É preciso peneirar talentos que contemplem todas as modalidades olímpicas, do futebol masculino ao tiro com arco, para tornar o Brasil a potência esportiva que ainda não é.

 E muito além do aprimoramento da atuação do Estado brasileiro e das formas de organização de nossa sociedade, o sucesso de Rafaela é também produto de uma precisa intervenção familiar, quando seu pai, Luiz Carlos, enxergou como remédio para a filha brigona, ainda uma criança, o disciplinamento de seus impulsos a partir da prática esportiva. Seu sucesso é prova da relevância de uma sólida base familiar.

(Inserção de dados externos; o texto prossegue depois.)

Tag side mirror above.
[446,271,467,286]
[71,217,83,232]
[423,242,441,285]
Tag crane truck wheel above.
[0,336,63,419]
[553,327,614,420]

A atitude certeira do pai e o amparo em outras instâncias contribuíram para produzir uma campeã aparentemente improvável pela trajetória histórica do negro brasileiro nos esportes olímpicos, quase sempre relegada a um pequeno punhado de modalidades, mas icônica do quanto é possível gerar desenvolvimento social a partir da democratização das práticas esportivas. Gerações podem ser salvas com um pouco de boa vontade e decência nas políticas públicas. De  resto, a vontade de vencer e o amor de quem cria, cumprirá seu papel.




2 comentários:

Paulo Mendes disse...

Rafaela é negra, pobre e homossexual. Outras pessoas que também fazem parte de grupos históricamente marginalizados e sofrem preconceito não recebem o tratamento adequado pelo Estado, então como glorificá-lo?
Nas Olimpíadas de Londres, em 2012, sofreu racismo e homofobia, preconceitos que também possa ter sofrido nos quartéis. Torço para que sua medalha não seja apenas um marco momentâneo e seja um marco de mudança. São com outros êxitos por parte do Estado que de fato poderemos nos orgulhar de conquistas pela sociedade como um todo.
Ela serve de exemplo e de incentivo à mais políticas públicas como as que a auxiliaram a tornar-se essa atleta. O Estado e seus elementos podem ser glorificados, claro. Me parece apropriado? Não.
No momento 'ele' merece no máximo um tapinha nas costas, um "Mandou bem", seguido de "Agora vai lá, faça isso mais vezes, melhor, com mais pessoas.". "Vá. E acabe de uma vez por todos os preconceitos com negros. Acabe com os preconceitos contra gays e bissexuais, lésbicas e trans."."Insira eles em você. Ensine que não tem problema. Jogue bola. Pratique judô. Seja mais eficiente. Muita gente conta com você. E pelo amor de Deus, podemos começar isso por tirar de suas entranhas os curruptos?".

Antonio Siqueira disse...

Paulo, obrigado pela excelência do comentário perfeito.